Jennys eigene Stimme ging im allgemeinen Grollen unter. Wütende Gesichter mischten sich mit hoffnungsvollen, mischten sich mit resignierten. Die Masse flutete die Straßen, Menschen standen an den Balkonen ihrer Altbauwohnungen und feuerten die Demonstranten in ihrem Tun an oder beschimpften sie mal mehr, mal weniger vulgär. Manche knipsten Fotos und gaben einen Daumen hoch, andere zeigten abfällig den Mittelfinger. Ob diese Gesten an das Regime oder an den Demozug gerichtet waren, wusste Jenny nicht, aber sie nahm nichts persönlich - darüber war sie hinweg. Sie war hier, um für eine Zukunft in Freiheit zu kämpfen.

»Freiheit!«

Auf einmal stolperte die junge Frau. Gerade so fing sie sich an einem Poller auf, wobei sie sich den Ärmel ihres karamellfarbenen Wollmantels mit einem verhängnisvollen Ratsch ein Stück einriss. Verdammter Mist ... Erst ging sie davon aus, dass ihr jemand ein Bein gestellt oder eine Stolperfalle aufgebaut hatte. Vielleicht Inoffizielle Mitarbeiter der Stasi, die sich in ziviler Kleidung in die Demos einschleusten und ihren Frust an einer zufällig dafür auserkorenen Person auslassen wollten. Doch der Grund für ihr Fallen machte sie gleich ausfindig. Ein zerfleddertes dunkelbraunes Rechteck lag am Boden.
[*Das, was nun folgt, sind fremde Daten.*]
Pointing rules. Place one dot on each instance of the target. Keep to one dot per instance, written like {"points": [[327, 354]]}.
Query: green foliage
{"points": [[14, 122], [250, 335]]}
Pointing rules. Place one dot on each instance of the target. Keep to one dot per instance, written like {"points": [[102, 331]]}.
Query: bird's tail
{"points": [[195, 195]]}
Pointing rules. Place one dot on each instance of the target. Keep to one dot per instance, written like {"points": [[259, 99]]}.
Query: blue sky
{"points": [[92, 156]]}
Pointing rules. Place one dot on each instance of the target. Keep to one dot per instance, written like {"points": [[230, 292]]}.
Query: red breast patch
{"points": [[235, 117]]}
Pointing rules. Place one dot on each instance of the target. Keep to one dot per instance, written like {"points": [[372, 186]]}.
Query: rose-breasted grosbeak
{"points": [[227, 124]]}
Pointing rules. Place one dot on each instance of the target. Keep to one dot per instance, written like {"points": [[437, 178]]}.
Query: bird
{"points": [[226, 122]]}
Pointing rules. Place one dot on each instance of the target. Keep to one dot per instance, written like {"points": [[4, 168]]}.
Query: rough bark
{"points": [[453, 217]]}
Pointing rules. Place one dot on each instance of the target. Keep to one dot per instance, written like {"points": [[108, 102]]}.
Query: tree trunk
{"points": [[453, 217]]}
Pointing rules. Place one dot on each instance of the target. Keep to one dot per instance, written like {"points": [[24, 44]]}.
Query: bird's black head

Eigentlich wollte Jenny weitergehen, denn das, was da lag, gehörte ihr nicht. Außerdem war dieses Ding für den Riss in ihrem Mantel verantwortlich und dafür, dass sie sich beinahe auch noch die Knie aufgeschlagen hätte. Doch irgendwie zog dieser Gegenstand sie geradezu magisch an. Es war ein kleines, aber recht dickes Buch und Literatur zog sie an. Jennys große Liebe, ihr Rückzugsort, wenn es ihr im Osten zu eng wurde. Ein Buch - wie sollte sie das einfach liegen lassen? Sie schaute sich unauffällig um und hob das Ding auf, während die Menschenmenge an ihr vorbeifloss. Der schmutzige Abdruck eines Schuhs hatte sich vorne auf den Einband gedrückt. Vor Jenny mussten doch dutzende andere Leute darauf herumgetrampelt sein, so zerlumpt wie das Büchlein aussah. Aus einer Gewohnheit heraus roch Jenny daran. Erst am Einband, dann schlug sie es auf und schnupperte an der ersten Seite.
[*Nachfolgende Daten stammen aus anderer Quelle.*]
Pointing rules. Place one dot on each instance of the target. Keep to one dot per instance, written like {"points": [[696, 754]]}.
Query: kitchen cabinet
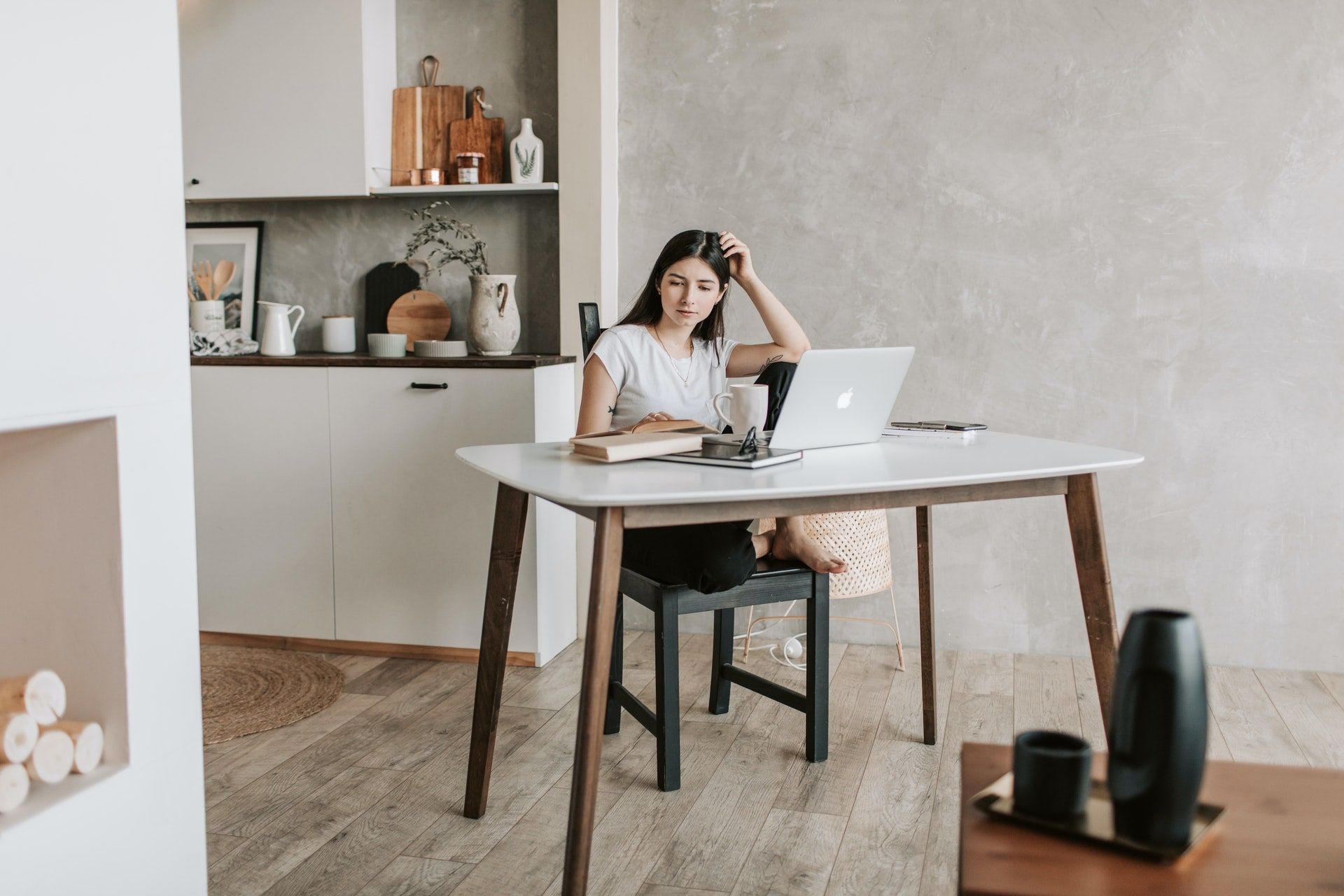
{"points": [[407, 526], [288, 99], [264, 524]]}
Der abgegriffene Ledereinband verströmte einen schwachen Geruch nach Gerberei, unangenehm säuerlich im Abgang, von den vielen schwitzenden Händen, die es angefasst haben mussten. Die Blätter aber hatten den charakteristischen warm-würzigen Papiergeruch, den sie so sehr liebte. Sie sah sich noch einmal um, ob jemand Besitzansprüche nach dem Ding geltend machen würde und steckte das Büchlein schließlich in die Innentasche ihres Mantels. Später würde sie einen genaueren Blick hineinwerfen. Der Rotschopf wollte sich wieder den Fluss des Demozugs einfädeln, da wurde sie mit einem eisernen Griff am Oberarm gepackt und in eine Seitengasse gezerrt.
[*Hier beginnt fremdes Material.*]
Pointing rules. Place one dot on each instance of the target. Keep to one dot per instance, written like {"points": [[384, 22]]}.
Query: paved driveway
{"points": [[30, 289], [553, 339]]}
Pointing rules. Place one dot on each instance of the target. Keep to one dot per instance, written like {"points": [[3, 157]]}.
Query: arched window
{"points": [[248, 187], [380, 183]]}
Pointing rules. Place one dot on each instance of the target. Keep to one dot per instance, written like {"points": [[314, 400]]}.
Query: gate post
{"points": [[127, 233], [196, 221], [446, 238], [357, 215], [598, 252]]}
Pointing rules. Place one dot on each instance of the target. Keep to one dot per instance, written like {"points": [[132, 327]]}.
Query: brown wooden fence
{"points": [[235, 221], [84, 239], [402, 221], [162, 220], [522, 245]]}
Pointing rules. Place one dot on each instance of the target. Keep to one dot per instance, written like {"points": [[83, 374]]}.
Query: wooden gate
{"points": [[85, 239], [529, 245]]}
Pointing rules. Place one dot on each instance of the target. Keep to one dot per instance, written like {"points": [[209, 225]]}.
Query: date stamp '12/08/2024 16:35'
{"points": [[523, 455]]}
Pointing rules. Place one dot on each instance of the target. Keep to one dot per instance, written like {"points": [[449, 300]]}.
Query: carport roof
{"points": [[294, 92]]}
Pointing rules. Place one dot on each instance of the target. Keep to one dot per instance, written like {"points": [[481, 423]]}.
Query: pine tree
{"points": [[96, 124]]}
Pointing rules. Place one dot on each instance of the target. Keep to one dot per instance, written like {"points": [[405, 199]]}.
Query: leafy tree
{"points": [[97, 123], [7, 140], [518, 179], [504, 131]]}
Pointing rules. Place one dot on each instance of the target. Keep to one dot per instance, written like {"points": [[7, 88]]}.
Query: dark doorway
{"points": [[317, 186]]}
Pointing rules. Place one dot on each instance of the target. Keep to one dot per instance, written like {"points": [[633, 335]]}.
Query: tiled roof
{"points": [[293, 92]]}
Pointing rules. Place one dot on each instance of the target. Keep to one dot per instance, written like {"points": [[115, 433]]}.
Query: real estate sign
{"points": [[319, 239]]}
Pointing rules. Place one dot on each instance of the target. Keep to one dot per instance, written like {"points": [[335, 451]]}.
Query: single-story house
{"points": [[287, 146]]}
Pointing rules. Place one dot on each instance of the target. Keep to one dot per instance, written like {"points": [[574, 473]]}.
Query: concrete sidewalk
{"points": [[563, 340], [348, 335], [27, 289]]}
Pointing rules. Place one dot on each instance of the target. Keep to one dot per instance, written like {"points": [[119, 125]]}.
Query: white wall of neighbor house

Eine Hand, die in einem schwarzen Lederhandschuh steckte, drückte Jenny die Sauerstoffzufuhr durch den Mund ab, die sie gerade dringend nötig hätte. Panisch schlug Jenny um sich und begann zu hyperventilieren. Durch die Nase wollte nicht so viel Luft kommen, wie ihre Lungen forderten. Das warme Leder lag so fest auf ihrem Mund und schmeckte unangenehm bitter. Schneller als Jenny reagieren konnte, wurde sie immer tiefer in eine dunkle und feuchte Gasse zwischen zwei Altbauten gezerrt, bis sie neben einem überfüllten Papiercontainer endlich zum Stehen kam.

»Wenn ich meine Hand wegnehme, dann will ich keinen Ton hören, kapiert?«, raunte eine kratzige Frauenstimme in ihr Ohr. Eifrig nickte Jenny, doch die Hand blieb auf ihrem Mund. Ihr wurde schummrig vor Augen.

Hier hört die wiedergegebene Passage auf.